Is College Becoming an Expensive Waste of Time?

December 14, 2012
TPP’s Tom Lindsay and other noted experts have issued a new report TOWARD STRENGTHENING TEXAS HIGHER EDUCATION and has identified 10 areas of reform for higher education:
“We are at risk of seeing a college education become an expensive waste of time,” said Lindsay. “To address this risk, we must restore both affordability and quality in Texas’ system of public higher education.”
Today, not only are students burying themselves in debt to pay for skyrocketing tuition increases, they are also receiving in far too many cases a deficient education, one that fails to prepare them for their future lives as employees, citizens, and leaders.

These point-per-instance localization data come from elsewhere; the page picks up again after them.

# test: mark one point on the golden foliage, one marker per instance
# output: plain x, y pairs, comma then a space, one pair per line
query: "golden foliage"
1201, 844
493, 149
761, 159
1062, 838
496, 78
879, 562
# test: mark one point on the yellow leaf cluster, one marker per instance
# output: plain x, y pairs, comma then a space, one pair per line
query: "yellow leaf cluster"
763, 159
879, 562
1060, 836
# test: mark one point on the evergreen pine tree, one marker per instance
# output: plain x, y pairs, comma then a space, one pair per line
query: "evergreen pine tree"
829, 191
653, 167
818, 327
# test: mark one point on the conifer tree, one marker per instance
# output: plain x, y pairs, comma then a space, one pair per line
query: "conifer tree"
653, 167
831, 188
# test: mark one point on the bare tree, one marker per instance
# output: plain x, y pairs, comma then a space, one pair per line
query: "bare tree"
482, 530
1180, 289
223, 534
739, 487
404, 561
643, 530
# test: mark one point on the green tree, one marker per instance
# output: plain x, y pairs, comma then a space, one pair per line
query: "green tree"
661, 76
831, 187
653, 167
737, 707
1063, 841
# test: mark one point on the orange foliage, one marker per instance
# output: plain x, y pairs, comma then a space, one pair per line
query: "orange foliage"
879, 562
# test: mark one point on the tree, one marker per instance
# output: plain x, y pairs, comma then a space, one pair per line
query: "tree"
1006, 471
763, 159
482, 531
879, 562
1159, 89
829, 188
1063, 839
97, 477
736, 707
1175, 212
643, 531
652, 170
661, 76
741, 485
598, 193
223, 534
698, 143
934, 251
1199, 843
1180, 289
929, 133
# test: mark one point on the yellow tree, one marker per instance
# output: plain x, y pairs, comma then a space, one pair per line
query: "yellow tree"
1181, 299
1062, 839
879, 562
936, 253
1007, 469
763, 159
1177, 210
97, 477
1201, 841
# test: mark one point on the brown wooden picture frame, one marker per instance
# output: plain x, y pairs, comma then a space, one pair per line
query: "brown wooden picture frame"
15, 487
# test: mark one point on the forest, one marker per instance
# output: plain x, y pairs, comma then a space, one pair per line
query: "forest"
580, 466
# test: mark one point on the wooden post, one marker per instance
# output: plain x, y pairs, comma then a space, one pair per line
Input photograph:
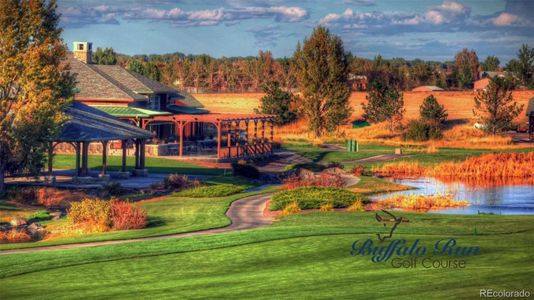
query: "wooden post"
137, 152
237, 138
78, 150
124, 149
142, 156
181, 147
85, 159
229, 139
272, 135
104, 157
50, 158
219, 140
255, 137
262, 136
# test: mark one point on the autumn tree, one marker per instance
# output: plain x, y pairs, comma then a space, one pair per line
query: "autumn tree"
466, 67
433, 112
35, 85
277, 102
491, 63
104, 56
495, 107
523, 66
384, 103
321, 71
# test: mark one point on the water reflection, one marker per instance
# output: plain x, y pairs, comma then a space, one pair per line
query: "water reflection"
498, 199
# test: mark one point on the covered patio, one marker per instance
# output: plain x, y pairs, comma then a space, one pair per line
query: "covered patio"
190, 133
88, 125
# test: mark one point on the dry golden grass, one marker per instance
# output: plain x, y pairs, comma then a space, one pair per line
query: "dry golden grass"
494, 167
459, 105
418, 202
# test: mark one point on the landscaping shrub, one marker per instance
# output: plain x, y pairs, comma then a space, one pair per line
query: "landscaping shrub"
112, 189
93, 214
358, 170
291, 208
245, 170
356, 206
52, 197
421, 131
96, 215
313, 198
126, 215
219, 190
326, 207
324, 179
22, 195
14, 236
176, 182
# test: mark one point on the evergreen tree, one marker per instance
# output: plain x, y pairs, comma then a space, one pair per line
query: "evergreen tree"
321, 69
466, 68
104, 56
384, 103
491, 63
35, 85
433, 112
277, 102
495, 107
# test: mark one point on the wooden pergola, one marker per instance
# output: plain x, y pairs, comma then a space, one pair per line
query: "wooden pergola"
257, 143
88, 125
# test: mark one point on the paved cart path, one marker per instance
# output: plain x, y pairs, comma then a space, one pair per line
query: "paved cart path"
246, 213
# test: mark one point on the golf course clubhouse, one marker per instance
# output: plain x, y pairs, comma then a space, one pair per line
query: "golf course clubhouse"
179, 124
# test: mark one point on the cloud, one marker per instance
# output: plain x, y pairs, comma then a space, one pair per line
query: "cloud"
361, 2
505, 19
103, 14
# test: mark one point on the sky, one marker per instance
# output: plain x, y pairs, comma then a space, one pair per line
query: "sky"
425, 29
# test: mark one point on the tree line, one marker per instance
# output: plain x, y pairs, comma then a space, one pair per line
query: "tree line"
203, 73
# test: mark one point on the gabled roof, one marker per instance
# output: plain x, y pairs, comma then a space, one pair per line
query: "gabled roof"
90, 124
113, 82
130, 111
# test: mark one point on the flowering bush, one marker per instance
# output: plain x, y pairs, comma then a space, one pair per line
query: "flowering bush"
98, 215
93, 214
125, 215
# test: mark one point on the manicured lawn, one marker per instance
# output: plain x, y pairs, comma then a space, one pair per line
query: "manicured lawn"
305, 256
322, 155
154, 164
171, 215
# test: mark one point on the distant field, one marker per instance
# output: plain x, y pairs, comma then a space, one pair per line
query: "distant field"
459, 104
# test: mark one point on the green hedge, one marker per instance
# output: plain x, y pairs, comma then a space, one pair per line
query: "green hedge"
314, 197
219, 190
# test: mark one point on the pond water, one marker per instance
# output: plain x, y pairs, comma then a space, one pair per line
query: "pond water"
503, 199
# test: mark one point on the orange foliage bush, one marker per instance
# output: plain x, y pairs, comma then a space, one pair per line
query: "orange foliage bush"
400, 169
418, 202
125, 215
51, 197
14, 236
498, 167
323, 180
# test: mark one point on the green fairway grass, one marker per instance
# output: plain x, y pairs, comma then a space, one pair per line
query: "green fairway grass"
304, 256
154, 164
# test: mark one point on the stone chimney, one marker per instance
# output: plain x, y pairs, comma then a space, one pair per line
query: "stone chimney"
82, 51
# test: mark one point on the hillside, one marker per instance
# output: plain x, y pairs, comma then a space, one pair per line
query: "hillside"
459, 104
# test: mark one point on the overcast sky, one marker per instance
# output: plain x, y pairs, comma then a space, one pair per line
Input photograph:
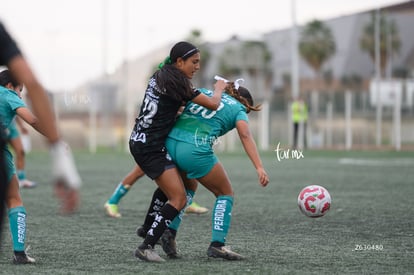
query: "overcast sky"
66, 44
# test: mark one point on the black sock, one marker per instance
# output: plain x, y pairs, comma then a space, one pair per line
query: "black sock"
158, 201
161, 221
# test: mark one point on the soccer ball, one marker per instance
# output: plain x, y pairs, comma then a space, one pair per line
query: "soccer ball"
314, 201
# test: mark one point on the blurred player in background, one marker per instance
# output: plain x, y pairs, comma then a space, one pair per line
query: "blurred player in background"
168, 89
14, 138
66, 178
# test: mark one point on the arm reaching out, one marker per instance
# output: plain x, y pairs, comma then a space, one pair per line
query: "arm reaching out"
213, 102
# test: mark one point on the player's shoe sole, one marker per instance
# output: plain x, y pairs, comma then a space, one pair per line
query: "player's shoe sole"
112, 210
224, 253
169, 244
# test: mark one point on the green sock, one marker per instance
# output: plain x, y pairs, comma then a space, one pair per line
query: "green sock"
177, 221
119, 192
221, 218
21, 175
17, 220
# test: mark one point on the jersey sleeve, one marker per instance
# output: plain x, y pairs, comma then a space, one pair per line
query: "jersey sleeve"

“A landmark national study measured student learning through the Collegiate Learning Assessment (CLA) and found that 36 percent of students gain virtually nothing from four years of college.  This is a national tragedy.  It constitutes the education challenge of the 21st century for Texas and the nation,” said Lindsay. “To be accountable for education quality, every Texas public university should follow the example of the University of Texas System by using the CLA to test how much students actually learn in college. Students, parents, and taxpayers deserve to know how Texas schools measure up.”
 
The study goes on to list 10 areas of reform:
1.      Our Underachieving Civics Curriculum: Toward an Education for Informed Citizenship
2.      Texas Higher Education Adrift? Addressing the Crisis of Poor Student-Learning Outcomes
3.      Before the Bubble Bursts: Arresting the Unsustainable Increases in Tuition and Student-Loan Debt
4.      Ensuring That Taxpayers Are Getting What Their Tax Dollars Pay For: The “Returned Value” Model of University Assessment
5.      Producing Better Informed Consumers of Higher Education: Transparency Regarding the Market Value of the Various College Degrees
6.      Enhancing Fidelity to the Central Mission of Public Higher Education: Transparency on Student-Learning Outcomes
7.      Questioning Unexamined Assumptions: To What Extent Are Universities “Drivers of Economic Growth?”
8.      Lighten Texas Workforce Commission Regulations
9.      Employing Information Technology to Expand Access: Dual Credit
10.  Employing Information Technology to Better Address the Needs of At-Risk Students: Texas Early College High School
 
Dr. Richard Vedder, Director of the Center for College Affordability and Productivity, Dr. Richard Bishirjian, President, Yorktown University of the Americas, and Dr. Harry Stille, South Carolina Higher Education Research/Policy Center also contributed to the study, which can be read in its entirety here.
 
Thomas K. Lindsay, Ph.D., is the Director of the Center for Higher Education at the Texas Public Policy Foundation.